According to Benkin, Choudhury claims his own brother-in-law worked with police to prevent his trip and fabricate espionage charges against him, secretly copying Choudhury’s personal documents and then passing them to the government.

Benkin says a “public vilification program” ensued. Through selective government leaks, innuendo and outright falsehoods, he claims, Choudhury was accused at different times of being a Mossad agent and a Muslim fundamentalist, a homosexual and a womanizer, a committed Zionist and an opportunist seeking personal gain. His family has been threatened and continually receives pressure to renounce him and his stance, Benkin says.

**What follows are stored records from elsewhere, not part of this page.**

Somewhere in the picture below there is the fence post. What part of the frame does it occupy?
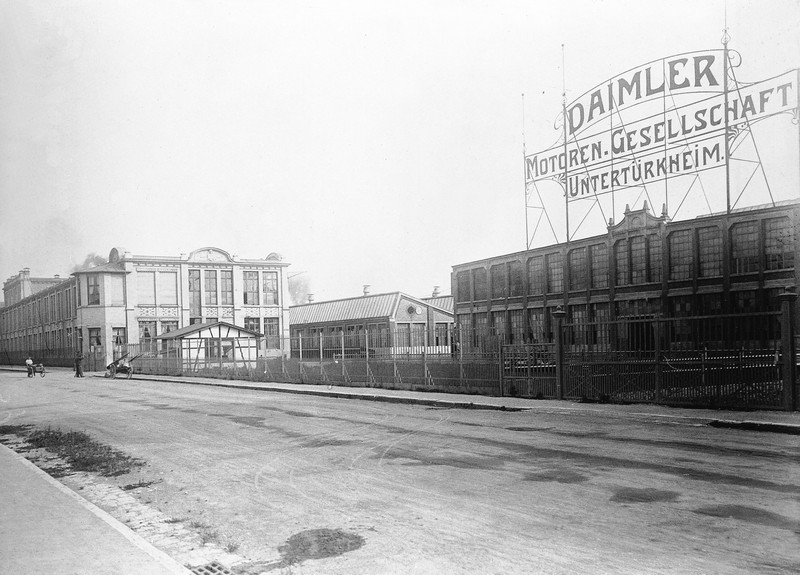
[553,306,567,399]
[655,319,663,404]
[422,324,428,385]
[778,287,797,411]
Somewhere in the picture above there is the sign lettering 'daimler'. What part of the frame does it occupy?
[525,50,798,200]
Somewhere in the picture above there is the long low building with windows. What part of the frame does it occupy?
[0,247,289,368]
[451,201,800,349]
[289,286,453,358]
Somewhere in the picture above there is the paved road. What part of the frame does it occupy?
[0,372,800,574]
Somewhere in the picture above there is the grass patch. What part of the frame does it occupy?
[26,428,144,477]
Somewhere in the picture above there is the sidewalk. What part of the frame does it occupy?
[108,373,800,435]
[0,445,191,575]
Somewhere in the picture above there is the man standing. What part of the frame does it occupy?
[75,350,83,377]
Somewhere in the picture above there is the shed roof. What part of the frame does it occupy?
[422,295,453,313]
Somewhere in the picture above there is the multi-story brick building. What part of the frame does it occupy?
[452,201,800,347]
[0,248,289,365]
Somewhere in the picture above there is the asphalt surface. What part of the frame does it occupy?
[0,366,800,573]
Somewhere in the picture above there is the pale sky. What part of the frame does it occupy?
[0,0,800,301]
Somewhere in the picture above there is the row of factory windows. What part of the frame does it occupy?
[0,270,279,333]
[292,322,452,349]
[0,282,77,333]
[456,289,782,347]
[189,270,278,314]
[456,217,794,302]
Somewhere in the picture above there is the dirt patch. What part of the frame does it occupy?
[278,529,364,565]
[524,469,589,483]
[694,505,800,534]
[232,529,364,575]
[609,487,680,503]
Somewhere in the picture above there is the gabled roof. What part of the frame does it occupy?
[71,262,127,275]
[422,295,453,313]
[156,321,263,339]
[289,292,452,325]
[289,292,401,325]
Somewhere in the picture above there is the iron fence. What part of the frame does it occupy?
[0,310,797,409]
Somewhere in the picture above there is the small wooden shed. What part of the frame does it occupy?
[157,321,263,371]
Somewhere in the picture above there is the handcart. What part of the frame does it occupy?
[28,363,47,377]
[106,353,143,379]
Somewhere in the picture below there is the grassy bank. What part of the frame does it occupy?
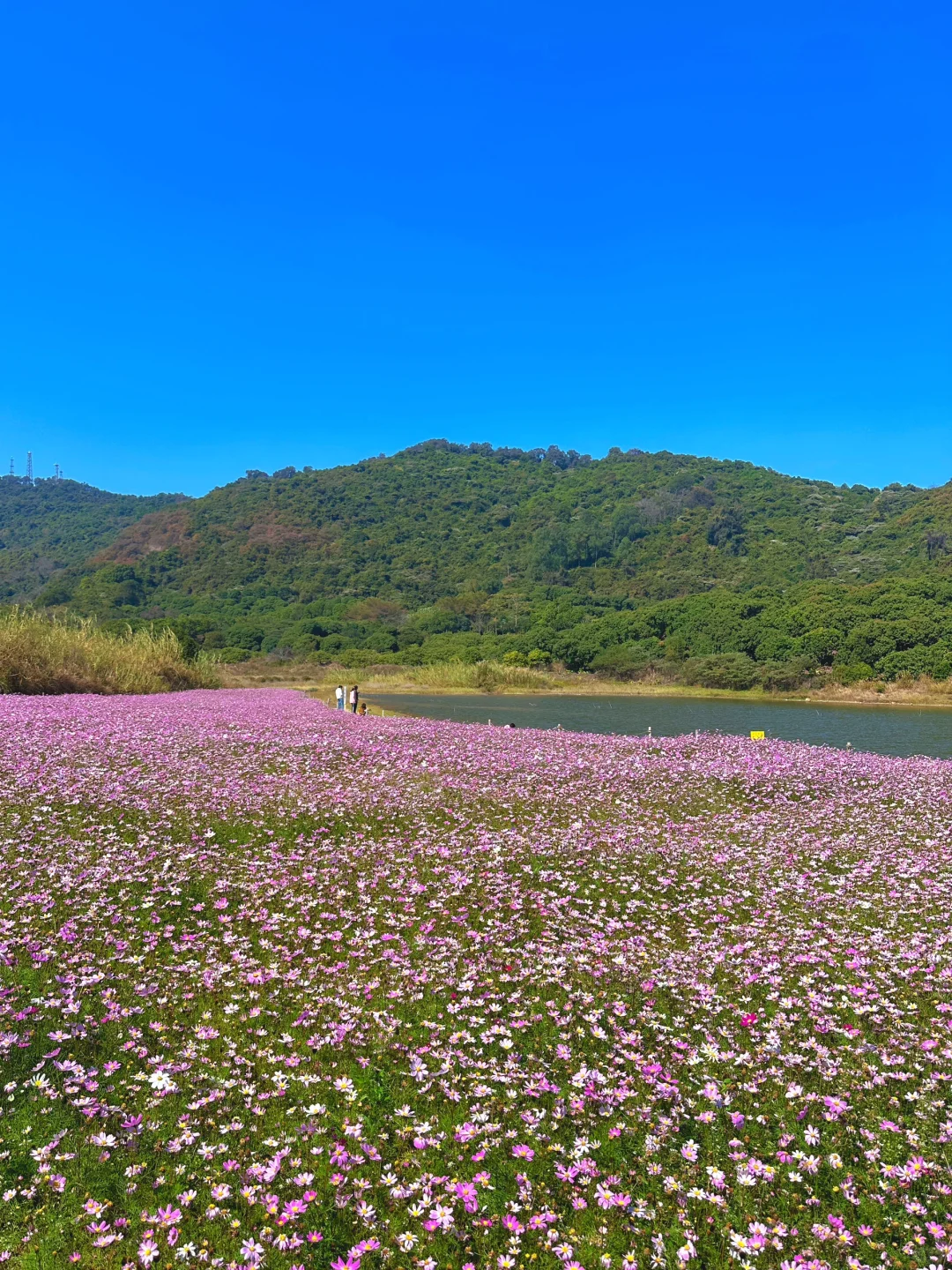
[222,658,952,706]
[0,609,219,695]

His brother and principal spokesman, Sohail Choudhury, has been attacked and twice had to flee the capital city of Dhaka. The police refused to record the attacks and reportedly chastised the Choudhurys for their “alliance with the Jews.”

“It is easy to defame anyone here just by accusation and rumor by saying he is part of a worldwide Jewish conspiracy or an Israeli spy,” Sohail Choudhury said.

Benkin explained to WND Bangladeshi Muslims are known for their tolerance, something Choudhury featured prominently in the speech he intended to give in Israel. He notes, for example, the thriving Christian community outside the capital. But Bangladesh’s growing Islamist movement vowed to stop Choudhury, Benkin explained, to prevent any dialogue with Jews.

Calling those opposing him “radicals and fundamentalists,” Choudhury says his enemies “wish to create more Laden, Saddam or Arafat in this world and see more blood!”

Choudhury communicates with Benkin through his brother Sohail. He signs his letters: “Shalom & Salaam.”

“Sometimes, I am afraid if the radical forces will too lead me to the fate of late [Wall Street Journal reporter] Daniel Pearl,” the prisoner wrote recently. “But whatever pain I am facing, in any worst situation, please note that my mission for establishment for peace will never end. Rather, the confinement and agonies are making me much determined to my mission.”

Choudhury was brought to court more than half a dozen times and after each time was returned to prison for “interrogation” with no formal charges filed. He was expected to be released Jan. 15. The presiding magistrate ruled that there were no serious charges pending, but returned him to prison anyway because the case was “too sensitive” to allow his release.

A few days later, Choudhury was charged with sedition, a capital offense. Benkin says his attorney expects Bangladesh’s High Court to drop the charges, but it has not yet scheduled his case.

Meanwhile, the journalist sits in a hot, unventilated cell under “deplorable” conditions. Benkin says he has been refused badly needed – and court-ordered – medical treatment and forced to sign statements “that I am in good condition. … It is a terrible life,” Choudhury said.

Benkin says Rep. Mark Kirk, R-Ill., has tried to help Choudhury and that the State Department says it only is “observing the situation.” There is also an online petition on Choudhury’s behalf that asks “all free governments” to work for his release.